May 2, 2011

The Paradigm of the Extreme

The Paradigm of the Extreme

There in some understandable confusion over how, if the hazard level was rated low throughout the Eastern Sierra, two people could have been killed by an avalanche this past week on Split Mountain. Over at ESAC, Sue Burak elaborates a bit on the subject in her May 1st advisory, writing:

"Avalanche advisories do not apply in extreme terrain for obvious reasons."

Though it is perhaps a remarkable statement, I find myself tending to agree. The Split avalanche was the subject of much discussion between me and my friends, particularly as we were flirting with high angle, high altitude terrain in the Whitney region this past weekend. In my opinion, the entire beacon-shovel-probe paradigm falls apart when you enter extreme terrain, in part because avalanches in fall-you-die terrain aren't likely to kill you by burying you.

In extreme terrain, avalanches become deadly merely via their potential to take you off your feet. Size becomes almost irrelevant. In the worst-case scenarios, localized instabilities act in concert with exposure to create hidden tightly-coupled systems—invisible mouse traps waiting to be sprung. Triggered at just the wrong moment, even the tiniest slab can be all it takes to knock you loose and send you to your doom.
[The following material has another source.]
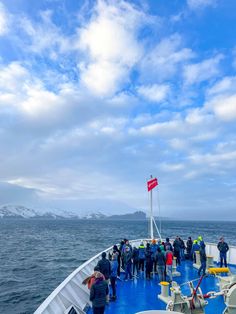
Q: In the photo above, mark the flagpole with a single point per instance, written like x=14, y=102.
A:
x=151, y=216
In such high-consequence terrain, assessment becomes a constant task. Every variation of angle and aspect—indeed every shadow—will likely have its own microclimate. Thus, extreme skiers must enter and maintain a mode of continuous assessment, testing and measuring the snow by feel with every step, recording and memorizing each and every change for the trip back down.
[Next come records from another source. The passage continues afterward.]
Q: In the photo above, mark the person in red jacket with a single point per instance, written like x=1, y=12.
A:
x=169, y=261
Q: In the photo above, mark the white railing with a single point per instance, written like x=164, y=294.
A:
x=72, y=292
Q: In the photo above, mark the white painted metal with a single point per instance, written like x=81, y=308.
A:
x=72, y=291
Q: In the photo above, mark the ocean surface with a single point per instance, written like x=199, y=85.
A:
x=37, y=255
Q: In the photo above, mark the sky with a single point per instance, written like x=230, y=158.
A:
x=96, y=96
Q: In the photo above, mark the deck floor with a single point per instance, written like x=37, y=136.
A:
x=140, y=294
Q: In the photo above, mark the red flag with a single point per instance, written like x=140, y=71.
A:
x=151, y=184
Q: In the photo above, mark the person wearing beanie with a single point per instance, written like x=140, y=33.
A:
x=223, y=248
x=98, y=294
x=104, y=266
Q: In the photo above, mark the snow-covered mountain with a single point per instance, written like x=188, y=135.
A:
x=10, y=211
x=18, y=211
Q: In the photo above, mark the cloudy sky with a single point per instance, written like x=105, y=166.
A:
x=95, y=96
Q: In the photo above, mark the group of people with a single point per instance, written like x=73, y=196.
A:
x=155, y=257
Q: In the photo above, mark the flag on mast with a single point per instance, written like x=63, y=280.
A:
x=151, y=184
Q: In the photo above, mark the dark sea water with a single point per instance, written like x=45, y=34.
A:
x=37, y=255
Viewed within this paradigm, an avalanche forecast becomes at most only a minor factor in a complex and ongoing process of deciding when and where to ski—and how much risk to bear. It is perhaps the height of arrogance to believe it possible to control one's destiny when skiing extreme terrain. Experience, skills, and judgment are critical, but ultimately they are not enough. When we ski the extreme we are always playing a sort of roulette game—and hoping we don't get unlucky...

Andy Lewicky

ANDY LEWICKY is a Los Angeles-based writer and photographer who enjoys good books, jasmine tea, long walks in the rain, and climbing and skiing the big peaks of the California Sierra. email | follow


3 thoughts on “The Paradigm of the Extreme

  1. Dan Conger says:

    You guys be sure to stay safe on your skiing adventures … definitely don’t want to be reading about you like this one day.

  2. Kyle says:

    I must say I disagree with this. To say that the avalanche forecast doesn’t apply to extreme terrain gives the implication that it applies for all non-extreme terrain. Avalanche prediction is a science, and like all science there is much variation regardless of the terrain you are on. Avalanche forecasts shouldn’t exclude extreme terrain, rather skiers should know that the snowpack of their current location may not be similar to the snowpack(s) studied to create the avalanche forecast. Also using extreme terrain is a very objective term. Many would call a couloir extreme terrain, however, if an avalanche occurs the couloir walls would contain the slide path and a skier would most likely be buried, not thrown off of a cliff.

    I am not surprised that there was an avalanche when the rating was low. I was taught to be constantly looking for things that affirm and contradict the forecast. The avalanche forecast is just what I start my day out with, but it continues to change throughout the day even when I’m driving to the trail head because I know it cannot describe everything, again regardless of terrain.

  3. Scott says:

    What exactly do they mean by “extreme terrain”, I wonder? To me that statement just sounds like them trying to avoid liability. Don’t get me wrong, avy forecast centers shouldn’t be held responsible for avalanches, just like weather forecasters shouldn’t be held responsible for destructive weather; what I mean is that statement is rather devoid of meaning. There are those who would consider 90% of the BC to be extreme terrain, there are those who would only consider you-fall-you-die skiing to be extreme terrain. So which is it?

    Kyle’s got it right, the forecast is just a rough guideline and you should be constantly re-assessing as you go to gather more data and improve your knowledge of current conditions. There’s still an element of roulette to all of it, but it decreases with more caution.